Her geneticist, who is one of the most patient and compassionate medical professionals we have every encountered, carefully explained to us that Grace had a very rare genetic disorder called INAD, and that she would likely never recover.

It was a blow of monumental proportions, and I couldn’t even think straight. I took Grace to Litchfield to meet my mom for a standing Thursday lunch date at the Ariston and Kyle made sure to call his mom at work. I asked for a table in the back for lunch, and could hardly find the words to tell my mom that her only grandchild wasn’t likely to reach her tenth birthday.
Although Grace usually has physical therapy in Springfield on Fridays, she had an appointment at Children’s Hospital that day, so we scheduled PT a day early. I had planned to take Grace on my own while Kyle worked, but he offered to come with me so I didn’t have to be alone.
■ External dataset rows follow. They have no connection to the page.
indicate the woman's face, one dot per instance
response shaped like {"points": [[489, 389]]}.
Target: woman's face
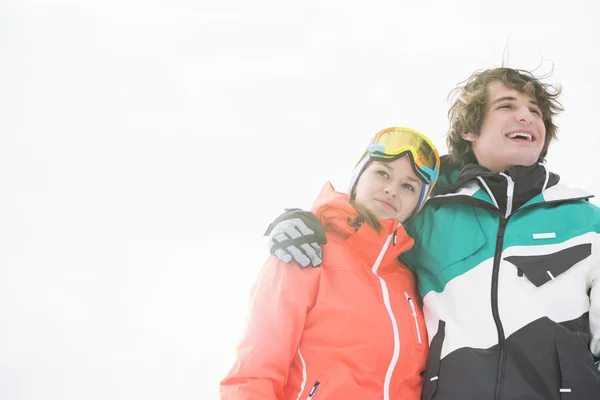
{"points": [[390, 190]]}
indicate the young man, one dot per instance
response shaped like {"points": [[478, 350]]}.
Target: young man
{"points": [[506, 257]]}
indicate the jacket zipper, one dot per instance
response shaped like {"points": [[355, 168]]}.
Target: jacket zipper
{"points": [[495, 284], [388, 306], [495, 310], [313, 390], [414, 314]]}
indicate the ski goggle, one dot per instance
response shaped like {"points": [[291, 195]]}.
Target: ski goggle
{"points": [[393, 143]]}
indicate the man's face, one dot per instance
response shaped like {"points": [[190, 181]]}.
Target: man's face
{"points": [[513, 131]]}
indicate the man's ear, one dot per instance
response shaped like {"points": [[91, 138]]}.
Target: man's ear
{"points": [[469, 137]]}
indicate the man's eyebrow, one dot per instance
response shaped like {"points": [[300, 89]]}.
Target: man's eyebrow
{"points": [[511, 98]]}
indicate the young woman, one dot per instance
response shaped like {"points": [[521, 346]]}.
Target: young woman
{"points": [[352, 329]]}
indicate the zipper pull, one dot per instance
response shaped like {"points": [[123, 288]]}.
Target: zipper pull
{"points": [[313, 390]]}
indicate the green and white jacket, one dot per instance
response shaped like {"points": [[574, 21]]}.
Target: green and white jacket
{"points": [[509, 267]]}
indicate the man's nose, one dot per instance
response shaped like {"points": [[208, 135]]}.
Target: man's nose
{"points": [[390, 189], [525, 116]]}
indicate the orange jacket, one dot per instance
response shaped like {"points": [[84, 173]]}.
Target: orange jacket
{"points": [[351, 329]]}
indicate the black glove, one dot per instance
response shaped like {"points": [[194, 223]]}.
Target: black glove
{"points": [[296, 235]]}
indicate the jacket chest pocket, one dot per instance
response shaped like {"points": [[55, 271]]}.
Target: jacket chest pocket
{"points": [[541, 269]]}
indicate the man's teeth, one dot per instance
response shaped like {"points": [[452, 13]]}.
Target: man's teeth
{"points": [[521, 135]]}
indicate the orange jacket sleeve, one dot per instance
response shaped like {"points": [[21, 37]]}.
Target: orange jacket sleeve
{"points": [[279, 302]]}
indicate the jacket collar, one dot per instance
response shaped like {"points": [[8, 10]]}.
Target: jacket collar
{"points": [[530, 185]]}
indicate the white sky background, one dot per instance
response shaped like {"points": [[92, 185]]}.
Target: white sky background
{"points": [[145, 147]]}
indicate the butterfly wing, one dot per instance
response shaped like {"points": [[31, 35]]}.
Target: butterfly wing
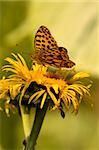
{"points": [[44, 40]]}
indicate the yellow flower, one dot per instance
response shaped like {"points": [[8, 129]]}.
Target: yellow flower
{"points": [[46, 85]]}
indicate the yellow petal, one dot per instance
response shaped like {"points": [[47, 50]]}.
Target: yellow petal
{"points": [[52, 97], [39, 93], [80, 75], [55, 87], [43, 100]]}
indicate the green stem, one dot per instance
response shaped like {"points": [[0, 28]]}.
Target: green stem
{"points": [[39, 117]]}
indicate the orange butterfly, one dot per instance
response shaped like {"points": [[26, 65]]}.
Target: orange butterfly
{"points": [[48, 52]]}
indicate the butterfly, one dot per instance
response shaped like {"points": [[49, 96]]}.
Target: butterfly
{"points": [[48, 52]]}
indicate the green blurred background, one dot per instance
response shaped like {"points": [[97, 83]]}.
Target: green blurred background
{"points": [[74, 25]]}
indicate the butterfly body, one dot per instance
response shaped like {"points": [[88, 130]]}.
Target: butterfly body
{"points": [[48, 52]]}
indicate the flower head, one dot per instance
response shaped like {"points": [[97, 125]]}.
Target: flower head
{"points": [[38, 84]]}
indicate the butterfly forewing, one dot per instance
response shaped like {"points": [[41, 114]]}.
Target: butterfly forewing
{"points": [[48, 52], [44, 39]]}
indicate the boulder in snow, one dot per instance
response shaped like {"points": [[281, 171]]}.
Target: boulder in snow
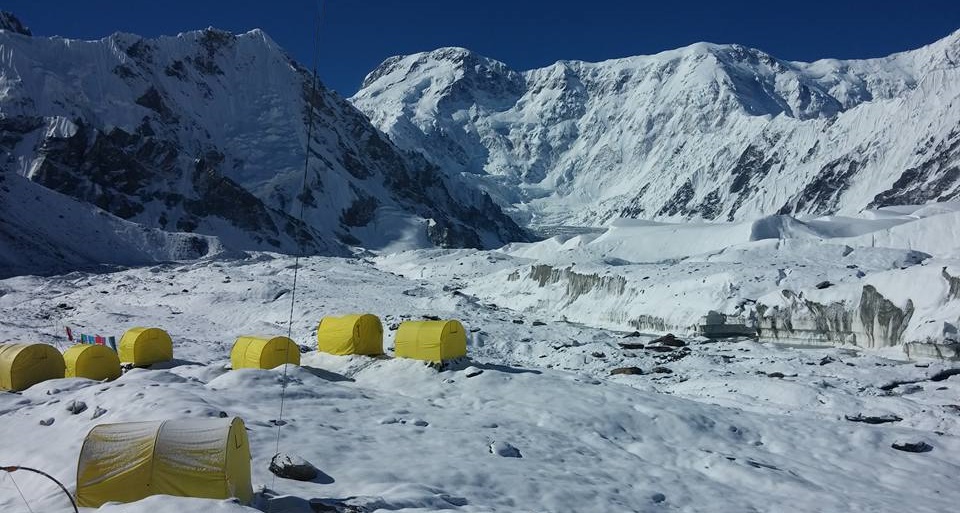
{"points": [[505, 450], [291, 466], [901, 445]]}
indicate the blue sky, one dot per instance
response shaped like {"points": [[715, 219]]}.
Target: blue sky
{"points": [[356, 35]]}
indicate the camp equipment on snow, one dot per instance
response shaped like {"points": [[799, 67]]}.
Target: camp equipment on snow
{"points": [[254, 352], [433, 341], [207, 458], [92, 362], [145, 346], [25, 365], [350, 334]]}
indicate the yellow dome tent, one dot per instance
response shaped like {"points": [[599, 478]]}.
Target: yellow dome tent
{"points": [[350, 334], [25, 365], [92, 362], [250, 352], [433, 341], [145, 346], [207, 458]]}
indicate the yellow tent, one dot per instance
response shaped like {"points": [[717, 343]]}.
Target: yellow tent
{"points": [[145, 346], [25, 365], [92, 361], [433, 341], [207, 458], [250, 352], [350, 334]]}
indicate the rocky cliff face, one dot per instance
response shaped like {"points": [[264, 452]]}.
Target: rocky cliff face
{"points": [[711, 132], [206, 132]]}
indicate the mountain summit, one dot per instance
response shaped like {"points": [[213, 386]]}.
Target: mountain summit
{"points": [[205, 132], [711, 132]]}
He met us in the parking lot outside the Ariston, and as we looked up, we saw a photo of the three of us on a billboard just outside Walgreens. Months before, we had agreed to be spokespeople for the Family Maternity Center at St. Francis Hospital (which is still our favorite place), and our billboard was put up that very day.

That’s one of the ways I remember the day we found out Grace had INAD. Kyle downloaded the Timehop app on my phone, and the #foreverhappydays photo from that day is a picture of our billboard.

We had done our #foreverhappydays photos for more than 180 days at that time, and had to decide whether or not to continue. My first thought was that we would never find a way to be happy again. I mean, our beautiful, only child had been diagnosed with a terminal illness that had no treatment or cure. What could there possibly be to be happy about?

It turns out a lot. And while many things have stayed the same, like countless doctor’s appointments for Grace in St. Louis and weekly trips to therapy, much has changed, like the addition of our spunky daughter, Charlotte Grace, who will turn two in February.

We use the doctor’s appointments and therapy sessions as a chance to have adventures together. Maybe we try a new restaurant or enjoy an afternoon at the St. Louis Zoo. But we always try to turn something that could be difficult into something we can all enjoy together as a family.

Shortly after Grace was diagnosed with INAD, Kyle and I had a fight in the kitchen. I was so angry that this could happen to our family. And he told me that I had two choices, I could continue to be angry, or I could find ways to be happy. He said that if I picked angry, I would miss all the really great things about Grace. 

And he was right. We decided to continue our #foreverhappydays photos. While it’s sometimes a bitter reminder of the skills Grace has lost over the years, it’s also full of happy memories and a constant reminder that life is to be celebrated.

A friend of mine sent me a bookmark once that said, “Life doesn’t have to be perfect to be wonderful.” And our life may not be the perfect picture we hoped and dreamed for, but it’s pretty great. While Nov. 13, 2014 may always be one of the worst days of my life, that photo of the billboard is a great reminder of why we celebrate life every moment we’re given.